Stop being offended by Catholic traditions
Observer Viewpoint | Thursday, February 26, 2004
After nearly four years of dining hall food, I am often disappointed at what I see when I enter the food lines. I must, however, give the dining hall credit for not serving meat on Lenten Fridays and Ash Wednesday. As a practicing Catholic, I am also a practicing student who keeps quite busy and has a lot of work to do on a daily basis. Often the first thing on my mind is not “Oh shoot! I cannot have meat today.” I’d like to thank the dining hall for reminding me that it is, in fact, the season of Lent. Yes, I know that eating meat on a Friday will not kill me or condemn me to eternal damnation, but I do remember that Lent is a time in which we remember Christ’s sacrifice. For the majority of students here who practice the faith that this University builds itself on, I see the dining hall’s no meat policy as helpful, and I extend my gratitude to food services for upholding the beliefs our university is founded upon.

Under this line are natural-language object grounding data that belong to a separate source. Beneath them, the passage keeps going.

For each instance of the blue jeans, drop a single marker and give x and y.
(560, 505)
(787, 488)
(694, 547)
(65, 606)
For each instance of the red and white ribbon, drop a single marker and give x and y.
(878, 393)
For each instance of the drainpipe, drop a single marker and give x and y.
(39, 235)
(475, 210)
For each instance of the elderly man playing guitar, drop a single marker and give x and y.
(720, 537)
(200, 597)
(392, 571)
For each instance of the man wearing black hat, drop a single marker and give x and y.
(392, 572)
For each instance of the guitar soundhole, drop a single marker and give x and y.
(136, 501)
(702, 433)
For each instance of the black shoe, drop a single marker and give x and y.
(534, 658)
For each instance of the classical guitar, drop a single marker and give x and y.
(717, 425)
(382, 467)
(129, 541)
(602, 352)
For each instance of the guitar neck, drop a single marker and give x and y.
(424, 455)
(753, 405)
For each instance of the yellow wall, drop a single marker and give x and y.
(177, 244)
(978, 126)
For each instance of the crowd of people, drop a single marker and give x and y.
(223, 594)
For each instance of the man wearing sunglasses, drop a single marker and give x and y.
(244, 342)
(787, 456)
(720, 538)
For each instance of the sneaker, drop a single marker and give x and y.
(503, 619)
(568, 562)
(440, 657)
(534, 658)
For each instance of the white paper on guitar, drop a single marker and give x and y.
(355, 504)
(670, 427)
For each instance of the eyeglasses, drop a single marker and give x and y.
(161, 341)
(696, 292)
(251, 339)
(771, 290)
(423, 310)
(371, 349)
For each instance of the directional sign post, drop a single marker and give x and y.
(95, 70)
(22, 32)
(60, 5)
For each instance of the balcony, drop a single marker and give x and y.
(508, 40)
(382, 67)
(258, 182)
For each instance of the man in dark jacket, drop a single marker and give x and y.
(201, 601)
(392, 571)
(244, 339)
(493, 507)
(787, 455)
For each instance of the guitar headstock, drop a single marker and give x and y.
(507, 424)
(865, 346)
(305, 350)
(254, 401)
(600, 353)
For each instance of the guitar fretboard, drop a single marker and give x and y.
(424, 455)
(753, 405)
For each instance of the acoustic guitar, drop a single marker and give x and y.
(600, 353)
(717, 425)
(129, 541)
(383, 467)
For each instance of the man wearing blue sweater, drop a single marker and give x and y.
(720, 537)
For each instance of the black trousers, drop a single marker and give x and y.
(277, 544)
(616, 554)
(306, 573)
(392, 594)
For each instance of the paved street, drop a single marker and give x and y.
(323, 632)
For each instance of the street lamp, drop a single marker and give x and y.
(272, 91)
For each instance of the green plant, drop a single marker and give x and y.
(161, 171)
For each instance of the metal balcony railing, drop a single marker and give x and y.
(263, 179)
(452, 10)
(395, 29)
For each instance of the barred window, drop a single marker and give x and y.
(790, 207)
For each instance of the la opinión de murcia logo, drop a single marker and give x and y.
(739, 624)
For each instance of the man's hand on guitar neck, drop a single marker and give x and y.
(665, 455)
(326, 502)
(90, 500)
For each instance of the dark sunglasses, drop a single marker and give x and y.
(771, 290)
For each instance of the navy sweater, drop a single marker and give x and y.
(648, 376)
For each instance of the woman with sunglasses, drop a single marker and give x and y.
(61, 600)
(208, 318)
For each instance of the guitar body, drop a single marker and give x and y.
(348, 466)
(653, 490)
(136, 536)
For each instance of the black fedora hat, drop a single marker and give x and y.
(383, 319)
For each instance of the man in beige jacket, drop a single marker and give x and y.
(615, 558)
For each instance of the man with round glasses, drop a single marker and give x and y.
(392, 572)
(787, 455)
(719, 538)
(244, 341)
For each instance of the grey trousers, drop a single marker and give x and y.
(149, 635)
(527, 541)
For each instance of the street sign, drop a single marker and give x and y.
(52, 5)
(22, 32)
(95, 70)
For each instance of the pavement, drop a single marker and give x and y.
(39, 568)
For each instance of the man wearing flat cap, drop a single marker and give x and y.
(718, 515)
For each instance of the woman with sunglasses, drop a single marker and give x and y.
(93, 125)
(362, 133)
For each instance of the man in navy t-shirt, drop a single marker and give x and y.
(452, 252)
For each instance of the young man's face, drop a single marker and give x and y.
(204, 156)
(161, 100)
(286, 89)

Another student wrote on Feb. 26 that he was “offended and angry” at the dining hall for not serving meat. He accused our administration of fascism for not offering meat in the dining hall. To him I say, if you are offended by a religion that preaches salvation and forgiveness for all -which last time I checked weren’t major tenets of fascism – then perhaps you should be more accepting of the environment that you are in. Next time my Jewish friends at home invite me to a Seder meal, I won’t get offended that I have to eat bitter herbs and unleavened bread rather than prime rib and a baked potato. I will be mindful of the sacrifices that their ancestors made thousands of years ago and the traditions that their religion carries today.
Stop being so “offended” by Catholic traditions. If you must eat meat, go to Burger King. A cheeseburger costs less than $1 there, so it won’t destroy your flex points either.